I think that's likely a pattern that was created by the streaming services, and may not last beyond their pushing it. It may have been good for them at the very beginning, but binge-watching isn't an economic win for the streamers, who are probably long-term better served by continuing subscriptions.

And that's ignoring the social aspect of the viewing experience that is lost with binge-viewing.
This is correct, but I think it's too late for the genie to go back in the bottle, especially because of the continuing subscriptions issue and the fact that there are an ever-increasing number of competing streaming channels.
 

The good news is that the truly good shows (as opposed to the ones we enjoy despite knowing they're mediocre or worse) will almost all survive, as they'll be picked up by other distributors, as the model shifts to an online version of how broadcast and cable television worked for decades.
History doesn't support this opinion imho. Shows that are mediocre are often pretty successful and survive stuff that better shows but ones with narrower audiences might not. It's very easy for a show to have some element that makes it temporarily unattractive too, which is enough to delay a new season, which is enough for the actors to find new jobs, and then you're basically done in most cases.
 

Whizbang Dustyboots

Gnometown Hero
History doesn't support this opinion imho. Shows that are mediocre are often pretty successful and survive stuff that better shows but ones with narrower audiences might not. It's very easy for a show to have some element that makes it temporarily unattractive too, which is enough to delay a new season, which is enough for the actors to find new jobs, and then you're basically done in most cases.
Well, it's broadly true that shows that are good in the sense that they have both critical and commercial success do well. Shows that just have critical success are probably not as "truly good" as their fans would want them to be. ("It's good for a ____ show" is a big tip-off here.)

And, separately, shows can make financial success without being truly good, especially if the distributor is the producer or there are other such synergies.

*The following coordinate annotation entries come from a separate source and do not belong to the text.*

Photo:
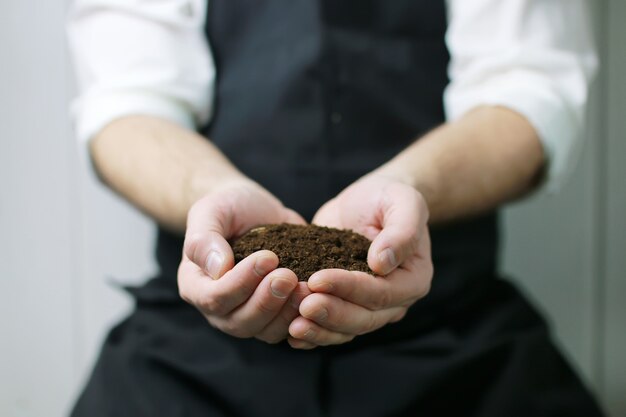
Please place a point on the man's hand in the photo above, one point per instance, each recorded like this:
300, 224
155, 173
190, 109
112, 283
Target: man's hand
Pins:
345, 304
252, 298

And the writer's strike is going to cause good shows to get cancelled anyway, because everyone can't afford to wait around for production to start up again, when they need food on the table and a roof over their heads. The first movers when the strike ends will get up and running while those that take longer for whatever reason, like a wealthy star holding out for more cash, won't.
 

payn

He'll flip ya...Flip ya for real...
And Paramount+? It's Star Trek... and.... and.... I dunno? Yellowstone if you're into that Dynasty-type stuff. I hear it's good, but not for me. Then the rest appears to be both utter trash and no breadth or depth of offering. I just can't see ever subscribing for longer than the seasonal run of Strange New Worlds (catching up on the other shows as I go), maybe not even all of that - I could probably wait until the season is over or mostly over.
The funniest bit about Yellowstone is the prime series streaming rights belong to Universal (Peacock) lol.